Stay tuned for pictures! depending on the whether or not the computer is working (turns out Richard is both a robotics genius and a crazy computer hacker who doesn’t pay for software) we should have some pictures up in the next couple of days. Emanuela, our hostess with the mostest, has invited us for welcoming drinks? (apparently welcoming drinks happen 1 week into your stay) so we’ve prepared ourselves appropriately with advil and some crazy swiss medicine in case she busts out the Grappa (like an Italian vodka but a million times stronger)
As well as conquering the Matterhorn, I have also conquered the freestyle snowboard park, while Sheila has mastered her ability to snowboard all the way down the mountain, finish a beer, and take the lift back up before anyone else can catch up to her. It has been a wicked week thus far – the sun has been shining everyday and we all look like a bunch sunburned raccoons. I can’t believe while we are out on our patio enjoying a glass of vin du valais, you suckers are all at work! please direct all death threats to the comment section.
Ciao.
Jay
You will never guess what I woke up to this morning…
Feb 17th
Switzerland… land of beautiful snowcapped peaks, rolling fields, rustic ski chalets nestled in the alps… and robots?
I’ll start from the beginning. After a short train ride yesterday into the Valais Region (the gateway to the Alps) we arrived at our destination – Saas Fee.

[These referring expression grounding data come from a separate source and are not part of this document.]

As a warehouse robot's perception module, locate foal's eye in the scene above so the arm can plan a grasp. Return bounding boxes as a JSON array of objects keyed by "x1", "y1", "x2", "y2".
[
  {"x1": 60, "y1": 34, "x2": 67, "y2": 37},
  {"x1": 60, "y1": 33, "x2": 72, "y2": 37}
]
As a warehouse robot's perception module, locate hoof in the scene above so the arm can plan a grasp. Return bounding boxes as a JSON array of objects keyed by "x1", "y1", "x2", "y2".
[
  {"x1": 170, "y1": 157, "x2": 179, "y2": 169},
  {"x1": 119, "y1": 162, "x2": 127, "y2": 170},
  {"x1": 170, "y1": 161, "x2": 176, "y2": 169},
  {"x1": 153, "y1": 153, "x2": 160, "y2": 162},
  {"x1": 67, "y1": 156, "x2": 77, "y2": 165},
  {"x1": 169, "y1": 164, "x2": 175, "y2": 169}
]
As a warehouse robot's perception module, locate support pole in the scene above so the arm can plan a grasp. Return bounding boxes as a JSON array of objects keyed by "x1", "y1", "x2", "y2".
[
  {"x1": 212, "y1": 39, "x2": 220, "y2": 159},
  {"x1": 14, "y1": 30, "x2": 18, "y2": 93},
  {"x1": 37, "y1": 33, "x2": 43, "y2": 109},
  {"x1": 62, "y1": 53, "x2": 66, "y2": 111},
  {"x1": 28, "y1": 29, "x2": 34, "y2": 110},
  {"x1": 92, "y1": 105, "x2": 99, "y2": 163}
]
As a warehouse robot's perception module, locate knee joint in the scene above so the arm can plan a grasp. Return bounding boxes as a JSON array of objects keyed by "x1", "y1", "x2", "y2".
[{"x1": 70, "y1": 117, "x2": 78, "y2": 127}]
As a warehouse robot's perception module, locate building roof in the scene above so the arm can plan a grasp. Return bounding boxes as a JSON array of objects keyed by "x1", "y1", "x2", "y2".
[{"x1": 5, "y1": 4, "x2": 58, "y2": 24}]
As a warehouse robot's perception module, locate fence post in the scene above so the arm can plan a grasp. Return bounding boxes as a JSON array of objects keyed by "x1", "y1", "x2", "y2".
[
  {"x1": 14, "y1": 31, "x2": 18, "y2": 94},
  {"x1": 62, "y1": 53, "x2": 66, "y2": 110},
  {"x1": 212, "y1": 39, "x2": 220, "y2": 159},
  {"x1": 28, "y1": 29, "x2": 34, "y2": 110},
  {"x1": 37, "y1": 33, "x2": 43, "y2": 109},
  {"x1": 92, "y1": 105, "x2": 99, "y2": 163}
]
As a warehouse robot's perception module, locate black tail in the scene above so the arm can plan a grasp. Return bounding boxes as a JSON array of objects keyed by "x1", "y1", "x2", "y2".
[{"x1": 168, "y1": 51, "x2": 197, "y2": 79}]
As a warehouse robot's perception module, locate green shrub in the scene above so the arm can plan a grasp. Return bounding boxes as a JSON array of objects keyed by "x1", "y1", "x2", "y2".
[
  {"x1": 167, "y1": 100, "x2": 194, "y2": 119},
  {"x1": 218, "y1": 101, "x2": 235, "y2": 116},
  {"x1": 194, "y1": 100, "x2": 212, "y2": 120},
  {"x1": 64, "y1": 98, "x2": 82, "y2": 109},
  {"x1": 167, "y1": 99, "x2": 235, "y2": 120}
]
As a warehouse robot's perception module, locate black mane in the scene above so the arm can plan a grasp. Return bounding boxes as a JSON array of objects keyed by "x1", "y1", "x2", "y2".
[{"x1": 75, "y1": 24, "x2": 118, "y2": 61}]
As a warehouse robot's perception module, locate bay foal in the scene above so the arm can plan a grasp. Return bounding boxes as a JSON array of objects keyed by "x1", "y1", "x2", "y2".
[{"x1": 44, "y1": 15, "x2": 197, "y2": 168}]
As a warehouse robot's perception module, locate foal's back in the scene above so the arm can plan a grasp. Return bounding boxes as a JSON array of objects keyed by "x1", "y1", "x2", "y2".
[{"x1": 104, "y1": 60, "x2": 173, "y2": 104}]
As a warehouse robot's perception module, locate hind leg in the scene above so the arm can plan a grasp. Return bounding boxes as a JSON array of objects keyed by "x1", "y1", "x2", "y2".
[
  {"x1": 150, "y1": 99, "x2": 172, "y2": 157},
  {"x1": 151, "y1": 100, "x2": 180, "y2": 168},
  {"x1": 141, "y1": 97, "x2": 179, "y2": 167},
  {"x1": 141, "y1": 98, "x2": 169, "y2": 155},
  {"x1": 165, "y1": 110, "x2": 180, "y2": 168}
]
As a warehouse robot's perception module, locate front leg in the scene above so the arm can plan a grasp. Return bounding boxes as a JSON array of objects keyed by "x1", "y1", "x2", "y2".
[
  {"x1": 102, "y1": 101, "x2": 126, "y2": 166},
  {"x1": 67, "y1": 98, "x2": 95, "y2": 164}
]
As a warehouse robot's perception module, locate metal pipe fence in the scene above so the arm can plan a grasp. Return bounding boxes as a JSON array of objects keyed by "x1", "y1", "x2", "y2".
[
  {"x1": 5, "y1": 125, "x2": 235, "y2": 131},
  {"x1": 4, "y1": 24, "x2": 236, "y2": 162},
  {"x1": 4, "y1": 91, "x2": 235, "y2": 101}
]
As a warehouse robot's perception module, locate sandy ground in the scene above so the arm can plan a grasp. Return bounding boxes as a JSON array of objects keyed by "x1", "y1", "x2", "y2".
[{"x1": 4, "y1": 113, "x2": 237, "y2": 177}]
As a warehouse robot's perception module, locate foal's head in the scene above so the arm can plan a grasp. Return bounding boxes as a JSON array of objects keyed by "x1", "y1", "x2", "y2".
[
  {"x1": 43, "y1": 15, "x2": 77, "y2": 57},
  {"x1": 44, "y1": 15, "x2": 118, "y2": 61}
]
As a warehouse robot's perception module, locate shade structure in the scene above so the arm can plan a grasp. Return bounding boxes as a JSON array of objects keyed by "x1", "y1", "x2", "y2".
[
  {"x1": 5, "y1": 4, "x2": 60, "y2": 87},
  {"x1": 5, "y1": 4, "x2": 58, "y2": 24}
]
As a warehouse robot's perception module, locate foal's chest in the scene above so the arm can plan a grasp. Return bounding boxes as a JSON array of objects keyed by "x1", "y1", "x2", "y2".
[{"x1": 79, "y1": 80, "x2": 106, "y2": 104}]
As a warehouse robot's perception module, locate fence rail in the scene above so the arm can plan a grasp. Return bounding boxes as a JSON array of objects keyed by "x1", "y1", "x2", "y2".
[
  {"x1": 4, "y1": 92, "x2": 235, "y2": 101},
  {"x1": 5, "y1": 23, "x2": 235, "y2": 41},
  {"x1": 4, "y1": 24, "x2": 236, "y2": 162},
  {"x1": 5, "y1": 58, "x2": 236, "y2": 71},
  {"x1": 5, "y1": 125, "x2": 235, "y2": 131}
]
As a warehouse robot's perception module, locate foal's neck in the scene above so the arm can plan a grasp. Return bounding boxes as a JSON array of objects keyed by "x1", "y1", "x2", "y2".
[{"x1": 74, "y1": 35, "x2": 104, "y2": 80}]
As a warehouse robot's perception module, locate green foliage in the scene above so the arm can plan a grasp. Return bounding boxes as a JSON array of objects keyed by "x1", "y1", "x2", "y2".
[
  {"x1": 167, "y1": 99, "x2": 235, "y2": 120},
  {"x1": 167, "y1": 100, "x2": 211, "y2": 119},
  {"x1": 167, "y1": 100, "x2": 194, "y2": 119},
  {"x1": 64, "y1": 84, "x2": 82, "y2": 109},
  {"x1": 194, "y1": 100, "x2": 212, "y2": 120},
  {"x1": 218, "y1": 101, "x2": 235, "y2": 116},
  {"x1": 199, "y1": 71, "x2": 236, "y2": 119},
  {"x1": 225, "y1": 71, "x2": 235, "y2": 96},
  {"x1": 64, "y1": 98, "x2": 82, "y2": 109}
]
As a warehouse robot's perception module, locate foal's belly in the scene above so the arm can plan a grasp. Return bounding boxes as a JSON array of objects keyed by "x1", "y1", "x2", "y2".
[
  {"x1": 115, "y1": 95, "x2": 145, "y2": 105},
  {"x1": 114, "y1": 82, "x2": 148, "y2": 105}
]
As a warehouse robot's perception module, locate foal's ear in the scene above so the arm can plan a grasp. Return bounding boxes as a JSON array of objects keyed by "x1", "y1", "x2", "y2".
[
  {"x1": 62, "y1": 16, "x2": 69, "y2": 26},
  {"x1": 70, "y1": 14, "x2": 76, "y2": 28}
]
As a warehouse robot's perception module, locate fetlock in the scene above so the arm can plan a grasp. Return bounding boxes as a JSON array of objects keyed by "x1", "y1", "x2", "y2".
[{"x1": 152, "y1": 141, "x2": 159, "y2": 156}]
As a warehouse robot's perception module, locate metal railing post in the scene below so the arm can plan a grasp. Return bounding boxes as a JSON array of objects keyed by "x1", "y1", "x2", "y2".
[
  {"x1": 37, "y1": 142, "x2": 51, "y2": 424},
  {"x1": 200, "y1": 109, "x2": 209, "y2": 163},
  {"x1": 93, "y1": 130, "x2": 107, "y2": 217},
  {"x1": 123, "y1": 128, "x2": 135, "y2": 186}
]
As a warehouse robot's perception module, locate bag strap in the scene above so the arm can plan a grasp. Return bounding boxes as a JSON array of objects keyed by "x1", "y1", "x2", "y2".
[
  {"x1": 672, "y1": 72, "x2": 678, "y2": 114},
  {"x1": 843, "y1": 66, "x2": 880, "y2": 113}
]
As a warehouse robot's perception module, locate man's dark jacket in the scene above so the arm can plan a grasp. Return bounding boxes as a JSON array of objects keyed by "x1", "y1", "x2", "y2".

We checked into our hotel, the beautiful Hotel Tenné. We spent the evening catching up with some of Sheila’s friends over dinner, and grabbed a few drinks later that night at a local’s hang out - the infamous HAPPY BAR. We ended up calling it a night relatively early.
I woke up this morning a bit earlier than usual, and figured I’d grab a coffee and surf the internet for a while until Sheila came down for breakfast. This is where the story gets weird. I walked through the lobby where I was greeted warmly by our host, she asked how we slept(?), and if we had everything we needed(?), I nodded and smiled (my default response for most questions asked to me in German) The part that must have been lost in translation was the fact that I was walking into the middle of a full camera crew, who were onsite to film her husbands latest invention – a robotic arm that cooks eggs and squeezes orange juice. Of all the things you expect to find in a hundred and fifty year old Swiss ski village – robot arms is not exactly top of my list. I have spent the last hour and a half eating robot eggs (apparently the other guests know that twilight zone hours are between 7 and 9 am) I’m still the only one down here and I don’t have it in my heart to refuse them. I like to think I’m part of the troubleshooting process – our host’s husband, beaming ear to ear, adjusts a few knobs and settings, and then proceeds to cook another egg (the fifth so far) I obligingly eat the egg, everyone laughs, and the process repeats…
I swear if its the last thing I do today – I will find out what television station is going to air this, and I will get a copy. I am seriously wondering if this is to be the pinnacle of my whole trip here? I honestly don’t know what could possibly top this… seriously.